Onderdeel van zaak 2018Z21092:
- Indiener: C. van Nieuwenhuizen Wijbenga, minister van Infrastructuur en Waterstaat
- Voortouwcommissie: vaste commissie voor Infrastructuur en Waterstaat
- 2018-11-20 15:45: Regeling van werkzaamheden (Regeling van werkzaamheden), TK
- 2018-11-21 10:15: Procedurevergadering commissie voor Infrastructuur en Waterstaat (Procedurevergadering), vaste commissie voor Infrastructuur en Waterstaat
- 2018-11-29 10:00: MIRT (Notaoverleg), vaste commissie voor Infrastructuur en Waterstaat
- 2018-12-05 14:40: Aansluitend: Regeling van werkzaamheden (Regeling van werkzaamheden), TK
Preview document (🔗 origineel)
Tweede Kamer der Staten-Generaal | 2 |
Vergaderjaar 2018-2019 |
35 000 A Vaststelling van de begrotingsstaat van het Infrastructuurfonds voor het jaar 2019
Nr. 26 BRIEF VAN DE MINISTER VAN INFRASTRUCTUUR EN WATERSTAAT
Aan de Voorzitter van de Tweede Kamer der Staten-Generaal
Den Haag, 14 november 2018
Met veel genoegen stuur ik u hierbij de door mij ondertekende startbeslissing voor de MIRT-Verkenning Rottepolderplein1.
In het BO MIRT van 15 maart jongstleden ben ik met de regio overeengekomen om een MIRT-Verkenning te starten naar de ontvlechting van het Rottepolderplein.
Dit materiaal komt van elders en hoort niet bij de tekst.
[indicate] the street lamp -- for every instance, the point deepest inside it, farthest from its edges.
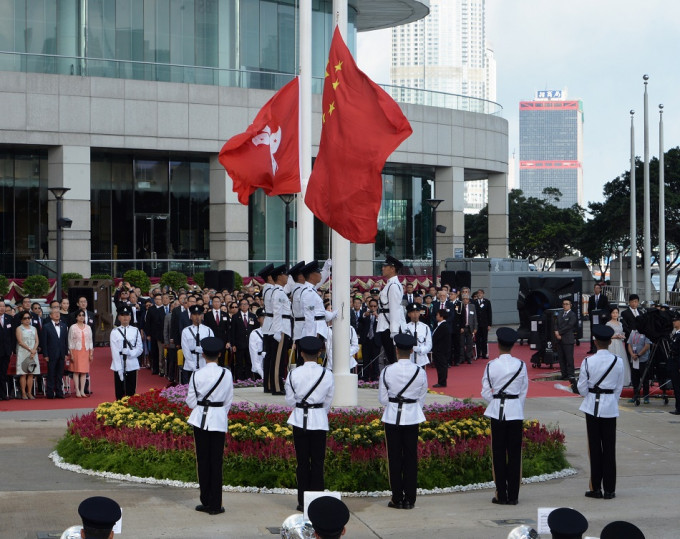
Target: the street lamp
(62, 222)
(434, 203)
(287, 199)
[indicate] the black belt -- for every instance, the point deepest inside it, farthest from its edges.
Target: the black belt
(306, 408)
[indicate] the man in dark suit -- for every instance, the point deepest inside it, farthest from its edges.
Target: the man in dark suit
(441, 347)
(567, 322)
(484, 323)
(7, 345)
(55, 350)
(596, 301)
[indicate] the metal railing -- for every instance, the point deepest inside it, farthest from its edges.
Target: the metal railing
(57, 64)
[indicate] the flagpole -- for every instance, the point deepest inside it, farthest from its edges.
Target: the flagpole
(345, 383)
(305, 218)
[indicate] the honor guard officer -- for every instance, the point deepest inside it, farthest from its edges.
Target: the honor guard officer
(256, 346)
(422, 334)
(99, 515)
(209, 395)
(310, 390)
(600, 381)
(267, 334)
(191, 343)
(391, 319)
(402, 391)
(504, 387)
(281, 330)
(126, 346)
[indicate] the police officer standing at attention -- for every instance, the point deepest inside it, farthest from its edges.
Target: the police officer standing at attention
(391, 320)
(504, 387)
(402, 390)
(600, 381)
(210, 393)
(309, 389)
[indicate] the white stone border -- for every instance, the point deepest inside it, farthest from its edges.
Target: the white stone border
(59, 463)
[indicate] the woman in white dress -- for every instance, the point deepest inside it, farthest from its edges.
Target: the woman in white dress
(618, 346)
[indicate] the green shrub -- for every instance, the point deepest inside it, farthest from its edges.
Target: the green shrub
(174, 279)
(137, 278)
(66, 277)
(36, 286)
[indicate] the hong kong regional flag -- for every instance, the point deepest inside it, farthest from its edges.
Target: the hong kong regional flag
(362, 126)
(267, 155)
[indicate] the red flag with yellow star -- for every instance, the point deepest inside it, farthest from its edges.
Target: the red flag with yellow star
(267, 155)
(362, 126)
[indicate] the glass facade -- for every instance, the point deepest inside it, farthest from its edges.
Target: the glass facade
(247, 43)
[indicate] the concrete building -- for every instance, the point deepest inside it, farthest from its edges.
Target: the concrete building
(551, 146)
(132, 118)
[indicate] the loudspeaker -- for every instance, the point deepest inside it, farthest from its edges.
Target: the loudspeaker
(226, 280)
(448, 277)
(463, 278)
(212, 279)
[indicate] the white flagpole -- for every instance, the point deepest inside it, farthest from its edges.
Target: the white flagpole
(345, 383)
(305, 218)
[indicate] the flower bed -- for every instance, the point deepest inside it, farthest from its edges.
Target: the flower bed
(147, 435)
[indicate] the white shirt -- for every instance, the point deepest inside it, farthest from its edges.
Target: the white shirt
(592, 369)
(132, 352)
(390, 301)
(204, 380)
(298, 384)
(424, 345)
(193, 354)
(394, 378)
(497, 373)
(256, 351)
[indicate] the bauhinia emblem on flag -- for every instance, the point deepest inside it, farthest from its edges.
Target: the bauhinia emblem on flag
(267, 155)
(362, 126)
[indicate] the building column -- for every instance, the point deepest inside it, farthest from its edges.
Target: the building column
(449, 185)
(228, 223)
(69, 166)
(499, 228)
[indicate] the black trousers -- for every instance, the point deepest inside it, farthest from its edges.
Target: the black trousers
(209, 456)
(55, 375)
(402, 456)
(602, 451)
(506, 451)
(388, 346)
(125, 389)
(310, 453)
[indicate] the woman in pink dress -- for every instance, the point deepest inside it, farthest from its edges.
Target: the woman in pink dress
(82, 352)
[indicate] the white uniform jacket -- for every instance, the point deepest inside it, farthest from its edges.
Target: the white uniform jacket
(353, 348)
(132, 352)
(298, 384)
(497, 373)
(390, 311)
(316, 315)
(193, 353)
(424, 345)
(257, 353)
(592, 369)
(202, 381)
(394, 378)
(267, 291)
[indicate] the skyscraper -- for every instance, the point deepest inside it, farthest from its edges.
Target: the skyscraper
(551, 146)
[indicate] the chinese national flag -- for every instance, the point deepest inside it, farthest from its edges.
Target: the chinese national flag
(362, 126)
(267, 155)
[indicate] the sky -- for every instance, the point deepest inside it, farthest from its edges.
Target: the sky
(599, 50)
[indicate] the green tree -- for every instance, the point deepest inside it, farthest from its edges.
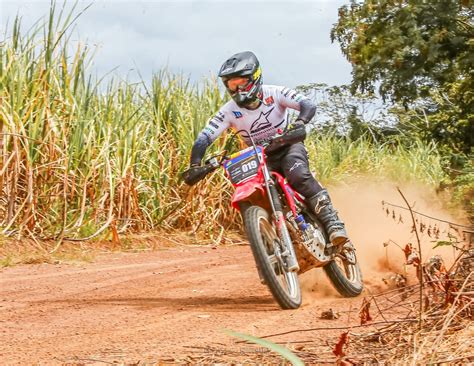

Hiervoor is € 30 miljoen beschikbaar uit de programmagelden van het gebiedsgerichte bereikbaarheidsprogramma Samen Bouwen aan Bereikbaarheid (Metropoolregio Amsterdam).
Deze verkenning krijgt ook verder vorm binnen dit programma en mede door de programmatische aanpak is het gelukt om snel tot deze startbeslissing te komen en heeft de bestuurlijke Programmaraad mij er positief over geadviseerd.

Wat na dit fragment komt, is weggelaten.